Сразу стали видны и вчерашние дежурные: заведующий промышленным отделом Платонов и «свежая голова» Белоглазов. Белоглазов добыл в корректорской полосу со своей подписью — на полосе все было в порядке. Иероглифы стояли так, как их нарисовал профессор, цифры не были перевернуты. Белоглазов ходил из отдела в отдел — показывал полосу со своей подписью. «Вот!» — говорил он и пожимал плечами. Но потом полосу у него отобрали — заставили вернуть в корректорскую. Платонов вел себя тише, подписи своей на полосе никому не показывал. И оба они ни словом не упоминали редактора и никому не говорили, что это он в последний момент из вычитанной уже газеты вычеркнул две строки. Затем на совместном заседании редколлегии и партбюро заведующий отделом информации сказал, что он давно собирается поставить вопрос о своем работнике Белоглазове. На него жалуются машинистки — неразборчиво пишет, жаловалась уборщица — в корзине полно грязи и окурков. Поздно задерживается в редакции якобы для того, чтобы работать, а на самом деле использует кабинет неизвестно для каких целей. Несколько раз там находили бутылки из-под вина. И наконец, самое возмутительное — без разрешения редактора или его заместителя вынес из корректорской полосу, которая является отчетным документом и должна храниться в корректорской.

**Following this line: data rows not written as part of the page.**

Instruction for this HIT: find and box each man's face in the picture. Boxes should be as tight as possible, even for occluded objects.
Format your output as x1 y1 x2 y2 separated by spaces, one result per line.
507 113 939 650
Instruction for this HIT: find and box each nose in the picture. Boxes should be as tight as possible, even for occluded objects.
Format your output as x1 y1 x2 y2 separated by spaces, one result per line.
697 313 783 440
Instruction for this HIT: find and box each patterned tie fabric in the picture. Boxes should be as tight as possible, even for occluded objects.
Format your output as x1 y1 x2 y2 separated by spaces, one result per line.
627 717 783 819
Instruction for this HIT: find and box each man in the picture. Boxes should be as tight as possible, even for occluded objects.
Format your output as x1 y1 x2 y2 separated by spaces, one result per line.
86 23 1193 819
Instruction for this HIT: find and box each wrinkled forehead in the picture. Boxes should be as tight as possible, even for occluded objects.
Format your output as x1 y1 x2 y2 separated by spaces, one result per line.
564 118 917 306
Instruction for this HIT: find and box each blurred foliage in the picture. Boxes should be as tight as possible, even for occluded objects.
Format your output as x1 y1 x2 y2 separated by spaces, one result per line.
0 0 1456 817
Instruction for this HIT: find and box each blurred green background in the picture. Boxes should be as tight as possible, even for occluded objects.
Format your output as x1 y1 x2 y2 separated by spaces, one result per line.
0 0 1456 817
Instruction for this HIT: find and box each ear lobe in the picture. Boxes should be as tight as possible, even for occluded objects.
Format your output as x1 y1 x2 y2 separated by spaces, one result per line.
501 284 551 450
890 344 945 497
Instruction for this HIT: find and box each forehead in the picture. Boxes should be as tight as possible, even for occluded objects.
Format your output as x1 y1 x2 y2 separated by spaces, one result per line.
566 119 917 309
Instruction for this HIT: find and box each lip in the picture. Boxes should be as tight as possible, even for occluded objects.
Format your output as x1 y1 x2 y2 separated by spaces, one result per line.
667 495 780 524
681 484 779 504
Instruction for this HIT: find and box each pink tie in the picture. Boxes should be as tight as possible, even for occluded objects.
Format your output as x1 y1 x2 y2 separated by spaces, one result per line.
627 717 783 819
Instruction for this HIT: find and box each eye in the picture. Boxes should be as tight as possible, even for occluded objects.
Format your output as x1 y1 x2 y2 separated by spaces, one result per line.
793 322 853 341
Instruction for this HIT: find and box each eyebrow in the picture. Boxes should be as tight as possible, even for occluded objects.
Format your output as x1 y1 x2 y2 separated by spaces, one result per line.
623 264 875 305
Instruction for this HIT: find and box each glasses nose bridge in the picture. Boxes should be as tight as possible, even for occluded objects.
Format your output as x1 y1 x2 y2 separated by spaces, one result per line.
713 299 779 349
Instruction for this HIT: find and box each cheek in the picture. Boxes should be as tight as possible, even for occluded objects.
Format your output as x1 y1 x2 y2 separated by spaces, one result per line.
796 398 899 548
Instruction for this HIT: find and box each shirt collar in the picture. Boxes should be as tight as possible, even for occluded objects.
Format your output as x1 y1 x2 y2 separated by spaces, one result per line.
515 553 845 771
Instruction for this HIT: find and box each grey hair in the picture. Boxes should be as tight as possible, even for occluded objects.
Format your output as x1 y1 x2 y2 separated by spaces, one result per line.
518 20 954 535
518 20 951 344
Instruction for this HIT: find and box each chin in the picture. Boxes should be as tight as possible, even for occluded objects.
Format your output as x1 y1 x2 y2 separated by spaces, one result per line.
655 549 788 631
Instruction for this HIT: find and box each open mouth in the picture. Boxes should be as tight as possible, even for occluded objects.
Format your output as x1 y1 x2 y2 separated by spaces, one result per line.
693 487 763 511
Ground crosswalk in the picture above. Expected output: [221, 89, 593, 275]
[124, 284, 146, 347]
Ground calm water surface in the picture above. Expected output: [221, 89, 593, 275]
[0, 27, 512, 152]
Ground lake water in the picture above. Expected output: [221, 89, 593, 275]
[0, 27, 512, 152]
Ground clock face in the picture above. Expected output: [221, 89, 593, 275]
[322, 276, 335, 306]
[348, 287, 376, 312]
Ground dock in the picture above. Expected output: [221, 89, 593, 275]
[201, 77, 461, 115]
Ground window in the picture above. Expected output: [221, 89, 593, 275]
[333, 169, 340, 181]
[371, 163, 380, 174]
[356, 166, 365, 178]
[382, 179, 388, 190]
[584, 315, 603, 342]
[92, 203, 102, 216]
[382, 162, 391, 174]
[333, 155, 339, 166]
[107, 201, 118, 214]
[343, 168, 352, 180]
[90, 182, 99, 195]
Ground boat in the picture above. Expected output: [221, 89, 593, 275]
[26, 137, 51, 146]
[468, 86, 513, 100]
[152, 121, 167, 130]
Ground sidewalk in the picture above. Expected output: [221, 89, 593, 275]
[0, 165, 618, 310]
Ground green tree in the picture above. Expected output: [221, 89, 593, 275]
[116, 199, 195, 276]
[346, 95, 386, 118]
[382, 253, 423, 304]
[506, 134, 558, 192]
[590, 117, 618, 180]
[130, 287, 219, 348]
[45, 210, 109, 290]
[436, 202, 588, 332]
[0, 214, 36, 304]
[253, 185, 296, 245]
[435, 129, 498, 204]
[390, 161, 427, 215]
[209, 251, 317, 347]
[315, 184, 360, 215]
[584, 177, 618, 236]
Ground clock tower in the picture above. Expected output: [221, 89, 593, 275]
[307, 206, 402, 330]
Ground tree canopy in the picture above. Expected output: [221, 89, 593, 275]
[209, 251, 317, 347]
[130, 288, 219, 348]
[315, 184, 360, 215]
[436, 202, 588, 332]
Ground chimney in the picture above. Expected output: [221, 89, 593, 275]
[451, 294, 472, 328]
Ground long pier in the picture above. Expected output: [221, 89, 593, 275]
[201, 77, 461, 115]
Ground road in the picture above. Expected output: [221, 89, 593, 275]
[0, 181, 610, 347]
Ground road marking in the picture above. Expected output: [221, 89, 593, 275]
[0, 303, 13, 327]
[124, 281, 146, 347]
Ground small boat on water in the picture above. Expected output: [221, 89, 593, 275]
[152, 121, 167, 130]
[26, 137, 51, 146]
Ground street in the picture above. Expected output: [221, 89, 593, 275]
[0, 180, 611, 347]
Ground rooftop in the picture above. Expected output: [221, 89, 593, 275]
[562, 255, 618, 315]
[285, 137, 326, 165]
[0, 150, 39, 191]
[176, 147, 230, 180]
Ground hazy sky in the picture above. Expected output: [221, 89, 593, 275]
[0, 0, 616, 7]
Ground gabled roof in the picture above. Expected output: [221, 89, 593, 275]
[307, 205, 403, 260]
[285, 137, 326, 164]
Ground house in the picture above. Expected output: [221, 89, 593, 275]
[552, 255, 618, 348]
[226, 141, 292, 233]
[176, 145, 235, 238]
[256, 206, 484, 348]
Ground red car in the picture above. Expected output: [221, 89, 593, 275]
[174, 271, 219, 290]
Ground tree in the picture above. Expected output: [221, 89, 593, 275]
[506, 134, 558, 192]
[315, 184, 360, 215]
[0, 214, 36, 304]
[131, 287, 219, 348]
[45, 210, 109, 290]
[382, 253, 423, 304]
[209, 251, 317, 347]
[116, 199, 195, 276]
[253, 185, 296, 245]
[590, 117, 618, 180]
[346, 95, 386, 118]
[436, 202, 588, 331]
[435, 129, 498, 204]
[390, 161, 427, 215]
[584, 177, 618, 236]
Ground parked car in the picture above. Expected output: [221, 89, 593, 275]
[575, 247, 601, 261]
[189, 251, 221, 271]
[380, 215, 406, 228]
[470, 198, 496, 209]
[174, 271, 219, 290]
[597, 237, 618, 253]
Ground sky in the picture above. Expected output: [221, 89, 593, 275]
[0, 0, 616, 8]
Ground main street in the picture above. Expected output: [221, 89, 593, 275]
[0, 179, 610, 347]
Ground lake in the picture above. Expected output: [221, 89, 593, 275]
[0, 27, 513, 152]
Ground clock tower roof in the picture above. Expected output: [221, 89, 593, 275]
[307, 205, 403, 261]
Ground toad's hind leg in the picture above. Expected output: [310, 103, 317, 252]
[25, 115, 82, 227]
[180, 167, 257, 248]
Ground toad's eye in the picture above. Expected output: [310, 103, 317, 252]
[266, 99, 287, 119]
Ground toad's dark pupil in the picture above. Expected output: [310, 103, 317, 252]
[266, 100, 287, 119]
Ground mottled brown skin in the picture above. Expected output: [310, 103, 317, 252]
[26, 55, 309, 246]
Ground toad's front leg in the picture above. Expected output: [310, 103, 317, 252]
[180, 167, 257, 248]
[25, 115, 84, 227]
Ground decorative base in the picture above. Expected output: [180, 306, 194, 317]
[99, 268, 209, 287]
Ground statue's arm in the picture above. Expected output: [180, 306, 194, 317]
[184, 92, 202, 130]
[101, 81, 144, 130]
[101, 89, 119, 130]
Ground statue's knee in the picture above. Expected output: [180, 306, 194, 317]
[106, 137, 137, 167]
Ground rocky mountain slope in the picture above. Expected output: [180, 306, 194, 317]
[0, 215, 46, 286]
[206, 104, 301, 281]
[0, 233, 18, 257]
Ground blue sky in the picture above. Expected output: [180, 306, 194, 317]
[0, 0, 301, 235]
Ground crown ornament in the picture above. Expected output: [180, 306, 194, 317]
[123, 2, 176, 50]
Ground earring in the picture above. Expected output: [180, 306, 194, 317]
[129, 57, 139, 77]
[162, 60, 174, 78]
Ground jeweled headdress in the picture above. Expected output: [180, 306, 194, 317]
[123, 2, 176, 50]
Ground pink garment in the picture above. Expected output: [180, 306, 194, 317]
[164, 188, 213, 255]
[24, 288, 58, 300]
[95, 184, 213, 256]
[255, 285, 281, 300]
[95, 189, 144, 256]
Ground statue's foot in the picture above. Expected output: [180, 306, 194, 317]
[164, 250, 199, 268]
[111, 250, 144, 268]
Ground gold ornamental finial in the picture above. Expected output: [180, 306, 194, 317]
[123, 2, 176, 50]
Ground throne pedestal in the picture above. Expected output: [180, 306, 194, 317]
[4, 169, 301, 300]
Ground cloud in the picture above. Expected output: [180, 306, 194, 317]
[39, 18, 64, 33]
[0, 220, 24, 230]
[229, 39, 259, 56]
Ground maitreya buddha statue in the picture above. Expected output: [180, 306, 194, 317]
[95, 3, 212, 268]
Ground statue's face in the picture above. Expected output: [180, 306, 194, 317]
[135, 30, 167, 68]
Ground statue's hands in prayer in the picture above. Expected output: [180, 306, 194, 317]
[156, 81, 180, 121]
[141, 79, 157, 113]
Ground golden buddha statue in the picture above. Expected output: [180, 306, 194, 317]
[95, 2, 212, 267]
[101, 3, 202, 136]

Белоглазов своим занудливым голосом говорил, что он не курит и не пьет, поэтому окурки и бутылки не могут принадлежать ему. Полосу он действительно взял в корректорской без разрешения, но только потому, что был чрезвычайно взволнован ошибкой, которая прошла в газете во время его дежурства.

— С какой целью вы носили эту полосу по отделам? — спросил его сельскохозяйственник.

— Я хотел показать, что не я виноват в этой ошибке.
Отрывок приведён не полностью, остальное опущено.